At one point or another, physicians may be approached by entities who offer to rent space in the physician’s office to do diagnostic testing, such as vascular or neurological testing. These leases are attractive as ways to easily enhance practice revenues. However, dangers lurk in these seemingly simple transactions. At Parsons Behle & Latimer, our attorneys have seen multiple doctors investigated by the Department of Justice (DOJ) for seemingly simple transactions. The DOJ is concerned that such space rentals induce a stream of referrals between the physician to the diagnostic testing entity.

In February 2000, the Office of Inspector General (OIG) issued a Special Fraud Alert focusing on the renting of space in physicians’ offices by persons or entities that provide healthcare items or services to patients that are referred by their physician-landlords. The Special Fraud Alert was to inform physicians about potentially illegal practices arising from such rental arrangements. Specifically, the Special Fraud Alert detailed potential violations of the Anti-Kickback Statute (AKS).[1]

In brief, the AKS prohibits paying or receiving “remuneration” to induce referrals of services payable by federal healthcare programs, such as Medicare and Medicaid. Remuneration, in the context of the AKS, means anything of value, including but not limited to free, reduced or excessive rent. There are, however, certain safe harbors that protect payments and business practices that might otherwise implicate the AKS, including safe harbors relating to the renting of office space.

Under Federal law, to satisfy the space rental safe harbor, a rental agreement must: (1) be in writing, signed by all parties, and for a term of more than one year; (2) specify the space rented and when such space is to be occupied; and (3) state the rental amount in advance at fair market value, not linking the volume or value of referrals a provider renting the space might make to the physician-landlord. Exact compliance with the space rental safe harbor is required for physicians to be protected from penalties.

Today, nearly three decades after the OIG issued the 2000 Special Fraud Alert, potentially illegal rental arrangements between physician-landlords and providers of federally payable items or services continue to result in significant penalties for violators. For example, in 2024, the United States Attorney for the Southern District of New York announced a $2.5 million False Claims Act (FCA) settlement with a diagnostic testing company relating to sham rental agreements. In that case, the diagnostic testing company, which was in the business of providing on-site mobile diagnostic testing services, entered into rental arrangements with more than 100 providers who, in turn, referred thousands of patients to the diagnostic testing company for diagnostic testing services that were later reimbursed by federal healthcare payors.

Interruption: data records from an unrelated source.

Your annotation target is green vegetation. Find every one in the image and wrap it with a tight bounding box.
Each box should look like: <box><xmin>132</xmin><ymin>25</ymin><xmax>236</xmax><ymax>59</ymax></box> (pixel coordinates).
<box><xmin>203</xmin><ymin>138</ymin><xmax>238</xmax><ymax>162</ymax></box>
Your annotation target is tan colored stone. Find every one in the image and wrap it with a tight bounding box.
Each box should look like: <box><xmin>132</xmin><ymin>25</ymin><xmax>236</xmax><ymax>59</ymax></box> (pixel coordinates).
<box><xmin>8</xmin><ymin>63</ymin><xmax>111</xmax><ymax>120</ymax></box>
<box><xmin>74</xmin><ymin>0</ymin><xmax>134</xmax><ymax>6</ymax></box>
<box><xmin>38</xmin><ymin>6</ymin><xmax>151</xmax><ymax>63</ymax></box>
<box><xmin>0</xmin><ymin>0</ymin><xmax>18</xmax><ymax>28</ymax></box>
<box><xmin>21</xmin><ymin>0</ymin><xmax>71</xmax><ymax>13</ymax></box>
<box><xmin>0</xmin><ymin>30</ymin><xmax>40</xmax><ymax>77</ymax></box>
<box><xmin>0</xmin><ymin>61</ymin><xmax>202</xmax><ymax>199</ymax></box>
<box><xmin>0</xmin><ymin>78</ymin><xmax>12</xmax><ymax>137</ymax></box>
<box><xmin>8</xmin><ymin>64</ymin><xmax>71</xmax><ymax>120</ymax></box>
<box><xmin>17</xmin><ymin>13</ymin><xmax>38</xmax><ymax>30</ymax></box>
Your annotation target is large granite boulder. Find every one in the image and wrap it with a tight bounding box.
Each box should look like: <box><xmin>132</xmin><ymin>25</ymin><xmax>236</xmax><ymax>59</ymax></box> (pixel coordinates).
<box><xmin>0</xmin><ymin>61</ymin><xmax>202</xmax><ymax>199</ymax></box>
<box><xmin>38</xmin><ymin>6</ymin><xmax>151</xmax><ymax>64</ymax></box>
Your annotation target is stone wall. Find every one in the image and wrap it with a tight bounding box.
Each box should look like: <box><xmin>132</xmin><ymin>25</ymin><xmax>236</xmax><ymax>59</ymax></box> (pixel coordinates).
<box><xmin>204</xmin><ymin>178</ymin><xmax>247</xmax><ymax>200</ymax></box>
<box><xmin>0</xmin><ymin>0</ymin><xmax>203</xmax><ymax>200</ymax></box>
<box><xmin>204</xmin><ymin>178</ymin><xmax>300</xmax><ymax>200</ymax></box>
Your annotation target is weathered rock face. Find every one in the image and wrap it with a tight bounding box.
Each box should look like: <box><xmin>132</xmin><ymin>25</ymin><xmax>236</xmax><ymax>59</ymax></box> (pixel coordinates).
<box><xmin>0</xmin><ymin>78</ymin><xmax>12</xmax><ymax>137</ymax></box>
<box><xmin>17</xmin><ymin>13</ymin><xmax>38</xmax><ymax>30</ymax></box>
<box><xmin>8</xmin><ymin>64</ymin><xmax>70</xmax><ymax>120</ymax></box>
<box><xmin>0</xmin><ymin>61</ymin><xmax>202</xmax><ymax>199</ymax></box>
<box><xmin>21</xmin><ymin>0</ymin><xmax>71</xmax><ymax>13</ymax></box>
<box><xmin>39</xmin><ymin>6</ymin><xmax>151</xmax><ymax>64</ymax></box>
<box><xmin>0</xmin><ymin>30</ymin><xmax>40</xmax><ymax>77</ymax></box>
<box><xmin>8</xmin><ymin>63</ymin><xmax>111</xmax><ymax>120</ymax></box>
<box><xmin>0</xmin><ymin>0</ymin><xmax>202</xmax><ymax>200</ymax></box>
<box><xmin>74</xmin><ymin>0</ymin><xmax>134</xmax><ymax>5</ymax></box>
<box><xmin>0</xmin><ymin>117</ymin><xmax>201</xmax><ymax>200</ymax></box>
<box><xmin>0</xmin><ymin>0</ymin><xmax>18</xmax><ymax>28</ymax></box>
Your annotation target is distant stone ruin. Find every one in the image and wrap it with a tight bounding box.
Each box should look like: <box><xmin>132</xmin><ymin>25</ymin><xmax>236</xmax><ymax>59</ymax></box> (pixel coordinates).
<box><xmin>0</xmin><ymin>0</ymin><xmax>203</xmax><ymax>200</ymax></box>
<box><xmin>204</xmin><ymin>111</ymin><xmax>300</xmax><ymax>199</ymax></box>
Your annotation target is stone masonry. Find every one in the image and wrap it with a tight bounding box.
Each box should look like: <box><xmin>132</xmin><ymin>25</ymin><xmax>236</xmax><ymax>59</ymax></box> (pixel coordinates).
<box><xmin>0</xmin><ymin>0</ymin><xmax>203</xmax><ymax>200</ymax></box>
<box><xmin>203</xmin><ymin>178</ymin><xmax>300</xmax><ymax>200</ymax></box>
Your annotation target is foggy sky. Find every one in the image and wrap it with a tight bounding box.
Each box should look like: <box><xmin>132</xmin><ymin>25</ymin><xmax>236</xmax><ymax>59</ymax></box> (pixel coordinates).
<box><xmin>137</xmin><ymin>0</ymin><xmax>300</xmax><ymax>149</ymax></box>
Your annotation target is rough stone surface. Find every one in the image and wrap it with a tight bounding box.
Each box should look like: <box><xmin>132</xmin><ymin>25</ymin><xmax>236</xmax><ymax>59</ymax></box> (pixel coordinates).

Through its investigation, the government investigators discovered that the diagnostic testing facility had not entered into written rental agreements with some of the providers. And, in rental agreements that did exist, the agreements often misrepresented key terms like the size of the space rented or the number of days that the space would be rented. The investigation also disclosed that the diagnostic testing company had specifically inquired about the volume of patients the providers anticipated referring for diagnostic testing services when entering into rental agreements, clearly suggesting that referrals were indeed a factor in the lease terms. For the rental agreements at issue, the anticipated referral rates were used to negotiate rental amounts, and those rental amounts, in most cases, exceeded fair market value for the diagnostic testing facility’s limited use of the rented space.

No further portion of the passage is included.